Не только один Ходасевич — тысячи тысяч «скучающих» были вынуты из петель, тысячи тысяч голов, развороченных выстрелами, укладывали в гробы, миллионы предсмертных записок прочитали родственники, друзья и судебно-медицинские эксперты, но только считаные десятки остались в сокровищнице бессмертной культуры. Философия предпочитает не выкупать бархатные пиджаки в ломбардах — для этого существуют массы. Для себя же она как зеницу ока сохраняет рациональный суицид, да еще в маске альтруизма. Конечно же — непременно в руках известных мифических героев, исторических персонажей или деятелей культуры.
И дело совсем не в несознательных красноармейцах или заложенных в ломбард после проигрыша в карты пиджаках.
Как ни стремится философия размышлять в горних высях о самоубийстве, обычное самоубийство было востребовано человеком задолго до появления самой философии или религий монотеизма. Причем это действо рассматривалось в мире родо-племенных отношений как естественный исход многих событий, естественная точка в конце пути отдельного человека. Дж. Фрэзер в своей книге «Золотая ветвь» развертывает панораму жизни, ритуалов племен, в которых самоубийство было неизменным атрибутом. И даже древние вожди племен, совсем не зная о трагедии смерти бога, обязаны были организовать соплеменников на убийство богов и божков — все в зависимости от времени года, начала посевной или других знаковых событий. И даже обязаны были сами совершать самоубийство из «альтруистических» побуждений — спасения племени от неурожая, природных катаклизмов или в том случае, если на теле вождя появлялись признаки старения, например выпадал зуб. Самоубийством вожди только утверждали свое божественное происхождение, обычные члены племени — выполняли свой долг.
Античные эпидемии самоубийств в Древней Греции или Риме не особенно затрагивают внимание культуры, если речь, конечно, не идет о предыстории христианской теологии или континентальной философии. Впрочем, не ее это вина. То, что было необходимым, естественным для древних племен, приобретает черты помпезного разложения рабовладельческих обществ.Самоубийство утрачивает эстетику естественной простоты и ускользает от осмысления. Например,«в Египте во времена Марка Антония существовала целая академия — синапофименон, члены которой в порядке очередности заканчивали свою жизнь самоубийством, а на заседаниях обсуждали и придумывали новые легкие и „приятные” его способы» [16] .

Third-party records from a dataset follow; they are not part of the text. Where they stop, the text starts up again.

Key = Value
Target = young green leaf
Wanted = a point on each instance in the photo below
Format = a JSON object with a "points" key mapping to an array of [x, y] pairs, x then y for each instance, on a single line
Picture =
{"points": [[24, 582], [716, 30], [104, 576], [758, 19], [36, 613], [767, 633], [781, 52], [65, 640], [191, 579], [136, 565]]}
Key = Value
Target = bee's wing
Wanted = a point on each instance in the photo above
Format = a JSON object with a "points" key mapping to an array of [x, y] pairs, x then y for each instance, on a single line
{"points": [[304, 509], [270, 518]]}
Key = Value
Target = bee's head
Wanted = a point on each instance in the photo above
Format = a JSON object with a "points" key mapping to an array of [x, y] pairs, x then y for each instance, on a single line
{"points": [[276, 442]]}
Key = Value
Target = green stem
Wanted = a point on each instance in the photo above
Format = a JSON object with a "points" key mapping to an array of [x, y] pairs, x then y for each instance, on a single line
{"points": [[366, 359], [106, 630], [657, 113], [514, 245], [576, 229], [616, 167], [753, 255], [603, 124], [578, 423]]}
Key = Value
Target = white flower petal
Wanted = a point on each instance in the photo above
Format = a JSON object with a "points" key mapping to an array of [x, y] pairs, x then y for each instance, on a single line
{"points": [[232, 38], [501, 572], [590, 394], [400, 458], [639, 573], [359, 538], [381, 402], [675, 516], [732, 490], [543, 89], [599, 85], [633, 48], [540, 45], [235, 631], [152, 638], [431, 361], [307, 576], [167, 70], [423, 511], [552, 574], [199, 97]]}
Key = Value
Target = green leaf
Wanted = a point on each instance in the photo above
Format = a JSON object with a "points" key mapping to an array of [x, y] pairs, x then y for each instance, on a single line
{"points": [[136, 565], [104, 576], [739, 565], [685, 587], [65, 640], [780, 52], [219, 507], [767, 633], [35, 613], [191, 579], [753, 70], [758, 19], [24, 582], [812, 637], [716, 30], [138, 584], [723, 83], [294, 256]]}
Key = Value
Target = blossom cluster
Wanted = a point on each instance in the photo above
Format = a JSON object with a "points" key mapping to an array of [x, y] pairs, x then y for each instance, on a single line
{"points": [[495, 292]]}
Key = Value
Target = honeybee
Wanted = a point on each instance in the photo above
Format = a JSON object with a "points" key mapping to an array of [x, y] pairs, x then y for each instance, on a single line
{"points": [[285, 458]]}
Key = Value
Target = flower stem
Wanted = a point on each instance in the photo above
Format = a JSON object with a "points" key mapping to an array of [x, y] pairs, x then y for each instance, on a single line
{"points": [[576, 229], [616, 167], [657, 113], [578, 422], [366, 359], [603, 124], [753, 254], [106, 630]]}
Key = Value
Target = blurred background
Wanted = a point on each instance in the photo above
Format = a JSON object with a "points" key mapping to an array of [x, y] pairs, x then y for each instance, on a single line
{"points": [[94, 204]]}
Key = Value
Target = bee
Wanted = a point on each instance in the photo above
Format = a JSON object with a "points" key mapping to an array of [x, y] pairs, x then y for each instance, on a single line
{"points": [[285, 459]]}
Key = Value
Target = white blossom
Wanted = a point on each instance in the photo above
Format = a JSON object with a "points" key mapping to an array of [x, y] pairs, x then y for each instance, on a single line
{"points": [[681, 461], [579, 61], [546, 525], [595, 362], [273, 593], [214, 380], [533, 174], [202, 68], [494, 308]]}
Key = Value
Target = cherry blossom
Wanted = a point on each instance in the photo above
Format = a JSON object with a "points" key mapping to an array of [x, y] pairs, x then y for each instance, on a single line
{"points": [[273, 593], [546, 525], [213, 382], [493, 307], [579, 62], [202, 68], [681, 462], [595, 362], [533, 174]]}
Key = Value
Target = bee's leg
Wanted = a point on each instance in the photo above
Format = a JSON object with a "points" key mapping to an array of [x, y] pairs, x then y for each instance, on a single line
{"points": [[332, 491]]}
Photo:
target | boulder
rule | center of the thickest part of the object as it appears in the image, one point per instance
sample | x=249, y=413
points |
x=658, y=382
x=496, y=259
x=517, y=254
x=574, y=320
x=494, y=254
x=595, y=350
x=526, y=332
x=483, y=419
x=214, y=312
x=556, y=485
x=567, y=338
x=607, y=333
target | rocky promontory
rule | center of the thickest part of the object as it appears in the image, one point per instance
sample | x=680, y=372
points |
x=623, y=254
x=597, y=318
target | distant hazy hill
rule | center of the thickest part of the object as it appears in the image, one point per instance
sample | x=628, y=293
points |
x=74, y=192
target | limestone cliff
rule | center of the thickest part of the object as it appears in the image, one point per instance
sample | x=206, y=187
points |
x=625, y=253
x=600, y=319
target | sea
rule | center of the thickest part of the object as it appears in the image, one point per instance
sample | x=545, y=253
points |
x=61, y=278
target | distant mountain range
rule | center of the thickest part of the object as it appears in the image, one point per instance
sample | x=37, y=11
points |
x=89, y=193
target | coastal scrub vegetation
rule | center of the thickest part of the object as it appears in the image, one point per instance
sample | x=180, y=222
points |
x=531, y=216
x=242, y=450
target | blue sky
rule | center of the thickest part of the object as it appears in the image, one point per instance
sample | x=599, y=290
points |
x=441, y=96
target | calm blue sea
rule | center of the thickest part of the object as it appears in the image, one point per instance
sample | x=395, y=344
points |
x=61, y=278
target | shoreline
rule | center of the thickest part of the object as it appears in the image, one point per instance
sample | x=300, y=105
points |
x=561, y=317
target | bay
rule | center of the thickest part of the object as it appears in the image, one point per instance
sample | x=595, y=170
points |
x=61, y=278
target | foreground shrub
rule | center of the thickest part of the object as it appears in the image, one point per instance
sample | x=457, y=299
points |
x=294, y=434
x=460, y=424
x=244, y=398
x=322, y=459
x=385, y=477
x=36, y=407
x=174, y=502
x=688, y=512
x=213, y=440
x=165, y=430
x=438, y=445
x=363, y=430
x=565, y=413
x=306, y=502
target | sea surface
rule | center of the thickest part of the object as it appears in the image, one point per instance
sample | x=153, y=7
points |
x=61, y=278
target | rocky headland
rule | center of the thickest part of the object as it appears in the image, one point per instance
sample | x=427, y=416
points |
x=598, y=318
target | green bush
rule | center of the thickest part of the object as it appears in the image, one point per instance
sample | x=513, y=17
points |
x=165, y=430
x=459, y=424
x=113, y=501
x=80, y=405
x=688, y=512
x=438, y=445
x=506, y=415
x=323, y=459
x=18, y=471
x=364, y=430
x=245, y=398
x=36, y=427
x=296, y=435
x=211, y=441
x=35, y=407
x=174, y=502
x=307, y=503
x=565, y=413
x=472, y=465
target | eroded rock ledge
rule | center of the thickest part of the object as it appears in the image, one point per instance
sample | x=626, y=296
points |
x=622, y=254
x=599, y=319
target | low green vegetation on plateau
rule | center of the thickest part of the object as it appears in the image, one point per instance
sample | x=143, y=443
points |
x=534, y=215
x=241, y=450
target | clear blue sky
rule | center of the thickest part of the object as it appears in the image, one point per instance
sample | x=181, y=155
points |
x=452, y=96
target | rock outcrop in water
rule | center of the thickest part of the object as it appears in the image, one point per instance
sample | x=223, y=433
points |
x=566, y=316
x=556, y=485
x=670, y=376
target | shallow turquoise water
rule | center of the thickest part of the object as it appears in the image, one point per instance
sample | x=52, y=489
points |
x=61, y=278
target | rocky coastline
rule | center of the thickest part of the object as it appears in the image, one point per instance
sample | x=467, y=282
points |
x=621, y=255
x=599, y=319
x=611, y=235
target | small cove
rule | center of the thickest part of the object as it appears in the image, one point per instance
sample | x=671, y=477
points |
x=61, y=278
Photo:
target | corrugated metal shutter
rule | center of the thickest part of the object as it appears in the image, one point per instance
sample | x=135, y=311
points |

Мало кто сейчас последует за логикой Гегесия — «смертепроповедника», но в те времена его «благодарные» слушатели могли тут же покончить жизнь самоубийством. Неудивительно, что христианство, зародившись в Древнем Риме, повело особую борьбу с самоубийством и самоубийцами, а философия только вскользь, в примечаниях, вспоминает культы самоубийства или перечисляет без запинки: киники, стоики… Впрочем, с Гегесием начал бы борьбу даже домовый комитет советской многоэтажки, а не то что одна из мировых религий. Но что культуре Гегесий?
«Датские воины считали позором дожить до старости и умереть спокойно: как они, так и „готы” и многие другие народы считали обязанностью кончать с собой при приближении старости. У древних германцев был обычай, что люди, начинающие стареть, взбирались на одну „скалу предков” и бросались с ее вершины; у древних индусов даже считалось большой добродетелью, если человек приносил себя в жертву богам и вообще добровольно кончал с собой» [17] — древнее самоубийство не требовало обсуждений и долгих советов племен. Обходилось и обходится без головоломных смыслов харакири в Японии или сати — индийское ритуальное самоубийство жен. Эта естественность требует совершенно иного подхода к осмыслению, чем те, которые мы привыкли исповедовать в культурном мире.